I am pretty sure I am not the only person who has read these Bulldozer reviews (including Ryan's here at PC Perspective) and had that particular reaction.  Bulldozer was supposed to bulldoze the competition.  It turns out it barely outpaces its own predecessor, the Phenom II X6 1100T.  In fact, in terms of IPC, the older Thuban architecture gives it a sound thrashing when both are clocked at 3.3 GHz.  So why should I be impressed with this processor?

View Full Size

I guess the answer is… you shouldn’t.  At least not yet.  I distinctly remember back in November of 2007 being invited to Lake Tahoe to test and report about the first Phenom samples that were available for limited testing.  We were not allowed to take the samples home with their new AM2+ based motherboards.  When going over the results of the tests with Ryan (I was not part of PCPer at the time) we quickly saw that the 2.6 GHz Phenom was unable to keep up with the Core 2 Q6600 from Intel.  This was a little surprising, as we expected the original Phenom to clean house due to its very forward looking architecture (HT, IMC, beefier FP/SIMD units, etc.).  The original Phenom had its fair share of problems, to say the least.  TDPs were very high, there was the revision B2 bug that was solved in B3, and due to the 65 nm process it did not nearly have as much cache as was needed to make it a more efficient product.

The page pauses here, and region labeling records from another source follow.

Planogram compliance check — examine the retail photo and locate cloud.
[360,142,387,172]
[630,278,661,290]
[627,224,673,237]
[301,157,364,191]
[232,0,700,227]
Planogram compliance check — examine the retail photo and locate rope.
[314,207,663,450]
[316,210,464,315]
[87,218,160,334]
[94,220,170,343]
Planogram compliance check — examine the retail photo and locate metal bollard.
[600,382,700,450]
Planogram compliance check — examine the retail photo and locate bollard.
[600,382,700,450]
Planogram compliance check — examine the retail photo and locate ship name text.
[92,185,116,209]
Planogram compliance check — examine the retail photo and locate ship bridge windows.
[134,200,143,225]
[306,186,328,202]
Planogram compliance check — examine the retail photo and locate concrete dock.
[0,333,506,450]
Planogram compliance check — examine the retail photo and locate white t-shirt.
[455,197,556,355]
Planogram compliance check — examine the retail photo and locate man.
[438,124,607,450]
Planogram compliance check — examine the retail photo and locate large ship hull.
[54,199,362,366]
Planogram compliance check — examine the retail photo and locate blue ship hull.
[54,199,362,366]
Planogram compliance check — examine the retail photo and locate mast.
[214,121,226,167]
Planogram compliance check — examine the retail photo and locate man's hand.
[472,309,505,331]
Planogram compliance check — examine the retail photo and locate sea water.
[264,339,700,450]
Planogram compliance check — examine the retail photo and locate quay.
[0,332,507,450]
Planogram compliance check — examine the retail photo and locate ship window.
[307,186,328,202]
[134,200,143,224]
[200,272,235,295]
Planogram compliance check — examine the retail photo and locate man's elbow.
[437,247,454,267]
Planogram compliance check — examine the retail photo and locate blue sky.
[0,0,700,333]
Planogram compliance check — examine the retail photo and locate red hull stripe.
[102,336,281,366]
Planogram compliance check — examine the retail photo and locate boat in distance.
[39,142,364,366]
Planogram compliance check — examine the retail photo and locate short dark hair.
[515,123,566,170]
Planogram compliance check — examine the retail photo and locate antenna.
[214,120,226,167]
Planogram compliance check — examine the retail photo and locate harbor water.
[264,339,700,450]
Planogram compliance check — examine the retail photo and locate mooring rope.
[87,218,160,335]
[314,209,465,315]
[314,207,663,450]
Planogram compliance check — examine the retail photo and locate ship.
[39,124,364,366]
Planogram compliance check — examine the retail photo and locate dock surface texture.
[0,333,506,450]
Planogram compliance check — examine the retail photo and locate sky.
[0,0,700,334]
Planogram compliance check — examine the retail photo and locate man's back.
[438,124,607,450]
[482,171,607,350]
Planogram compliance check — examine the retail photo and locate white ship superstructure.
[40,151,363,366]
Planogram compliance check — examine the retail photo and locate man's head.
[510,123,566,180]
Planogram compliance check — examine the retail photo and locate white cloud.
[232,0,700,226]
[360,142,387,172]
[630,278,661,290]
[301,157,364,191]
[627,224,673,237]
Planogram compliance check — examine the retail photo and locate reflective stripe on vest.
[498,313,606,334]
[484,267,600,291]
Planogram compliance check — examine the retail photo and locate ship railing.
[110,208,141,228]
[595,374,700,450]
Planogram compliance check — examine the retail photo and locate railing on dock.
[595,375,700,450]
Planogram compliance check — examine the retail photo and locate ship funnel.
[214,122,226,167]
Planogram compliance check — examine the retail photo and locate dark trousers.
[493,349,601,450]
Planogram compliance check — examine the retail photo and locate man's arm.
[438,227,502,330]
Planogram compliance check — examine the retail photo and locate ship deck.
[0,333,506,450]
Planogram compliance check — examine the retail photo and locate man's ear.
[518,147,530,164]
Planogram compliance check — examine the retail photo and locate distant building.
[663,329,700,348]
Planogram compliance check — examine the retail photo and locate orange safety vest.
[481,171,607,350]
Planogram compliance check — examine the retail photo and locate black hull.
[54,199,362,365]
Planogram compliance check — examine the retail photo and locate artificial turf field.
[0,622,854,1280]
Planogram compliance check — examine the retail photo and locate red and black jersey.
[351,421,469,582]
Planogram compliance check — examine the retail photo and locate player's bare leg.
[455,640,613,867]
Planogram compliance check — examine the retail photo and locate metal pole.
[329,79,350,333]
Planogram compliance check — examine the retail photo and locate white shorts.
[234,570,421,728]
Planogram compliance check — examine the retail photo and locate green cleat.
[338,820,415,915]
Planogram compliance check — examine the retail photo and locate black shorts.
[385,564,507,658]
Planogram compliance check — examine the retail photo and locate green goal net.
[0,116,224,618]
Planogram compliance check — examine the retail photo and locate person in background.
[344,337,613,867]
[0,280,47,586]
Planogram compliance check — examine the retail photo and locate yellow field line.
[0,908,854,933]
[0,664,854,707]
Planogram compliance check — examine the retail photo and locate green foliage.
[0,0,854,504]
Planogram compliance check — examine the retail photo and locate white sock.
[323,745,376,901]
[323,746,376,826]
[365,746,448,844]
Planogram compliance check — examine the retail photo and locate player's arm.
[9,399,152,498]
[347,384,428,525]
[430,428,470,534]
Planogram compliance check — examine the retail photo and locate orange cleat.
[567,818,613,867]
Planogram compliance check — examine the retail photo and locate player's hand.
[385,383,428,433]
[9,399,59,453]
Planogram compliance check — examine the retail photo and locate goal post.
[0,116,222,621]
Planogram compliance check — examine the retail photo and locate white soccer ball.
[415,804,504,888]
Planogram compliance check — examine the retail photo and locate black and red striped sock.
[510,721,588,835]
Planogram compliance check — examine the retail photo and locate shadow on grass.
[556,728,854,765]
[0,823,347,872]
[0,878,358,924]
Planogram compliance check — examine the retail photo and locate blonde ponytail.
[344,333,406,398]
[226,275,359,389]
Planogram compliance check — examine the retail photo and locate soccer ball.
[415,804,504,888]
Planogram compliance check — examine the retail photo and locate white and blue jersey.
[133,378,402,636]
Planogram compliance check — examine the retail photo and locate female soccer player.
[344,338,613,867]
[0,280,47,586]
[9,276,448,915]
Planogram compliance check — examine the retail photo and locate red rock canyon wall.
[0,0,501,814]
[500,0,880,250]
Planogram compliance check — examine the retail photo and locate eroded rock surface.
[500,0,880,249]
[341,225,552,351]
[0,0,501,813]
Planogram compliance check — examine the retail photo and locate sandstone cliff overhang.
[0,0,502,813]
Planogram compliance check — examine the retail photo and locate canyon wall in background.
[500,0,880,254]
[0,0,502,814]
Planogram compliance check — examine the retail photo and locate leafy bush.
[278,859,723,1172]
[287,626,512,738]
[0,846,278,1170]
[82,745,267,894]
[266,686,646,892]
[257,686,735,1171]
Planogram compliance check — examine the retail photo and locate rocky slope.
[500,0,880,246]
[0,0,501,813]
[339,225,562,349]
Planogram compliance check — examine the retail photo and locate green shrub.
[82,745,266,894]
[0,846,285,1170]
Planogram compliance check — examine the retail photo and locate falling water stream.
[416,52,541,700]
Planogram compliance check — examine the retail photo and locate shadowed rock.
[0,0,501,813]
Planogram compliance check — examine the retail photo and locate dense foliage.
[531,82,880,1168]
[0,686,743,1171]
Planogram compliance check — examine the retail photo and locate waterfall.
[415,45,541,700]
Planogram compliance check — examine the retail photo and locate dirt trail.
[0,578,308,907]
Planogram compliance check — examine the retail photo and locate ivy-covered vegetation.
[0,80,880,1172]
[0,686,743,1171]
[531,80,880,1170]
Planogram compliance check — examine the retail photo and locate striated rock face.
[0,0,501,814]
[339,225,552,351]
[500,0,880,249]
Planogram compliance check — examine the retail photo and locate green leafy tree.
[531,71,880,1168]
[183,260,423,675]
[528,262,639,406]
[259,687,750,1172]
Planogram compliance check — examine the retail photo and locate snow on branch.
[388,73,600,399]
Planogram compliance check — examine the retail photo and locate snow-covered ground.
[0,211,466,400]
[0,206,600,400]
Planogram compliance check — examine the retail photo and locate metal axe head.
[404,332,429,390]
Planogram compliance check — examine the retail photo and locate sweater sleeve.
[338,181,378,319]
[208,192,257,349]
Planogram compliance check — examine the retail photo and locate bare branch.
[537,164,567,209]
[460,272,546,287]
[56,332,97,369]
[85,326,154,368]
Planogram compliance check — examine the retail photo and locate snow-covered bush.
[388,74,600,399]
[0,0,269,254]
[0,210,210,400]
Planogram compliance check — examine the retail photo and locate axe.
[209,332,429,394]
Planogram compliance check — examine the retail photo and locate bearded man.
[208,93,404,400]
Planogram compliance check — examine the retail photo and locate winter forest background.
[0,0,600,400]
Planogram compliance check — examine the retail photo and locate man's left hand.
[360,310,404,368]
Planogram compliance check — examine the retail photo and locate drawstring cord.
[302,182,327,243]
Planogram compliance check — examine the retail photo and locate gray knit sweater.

Click to read the rest of this post.

Time passed and we were eventually introduced to the Phenom II products which fixed all of those issues.  AMD finally had a product that could match the high end Core 2 Quad CPUs of the time in nearly every aspect.  Unfortunately for AMD, Intel released the Nehalem/i7 based processors to the market.  Parity was not retained with the new architecture from Intel, and AMD has been scrambling to keep up ever since.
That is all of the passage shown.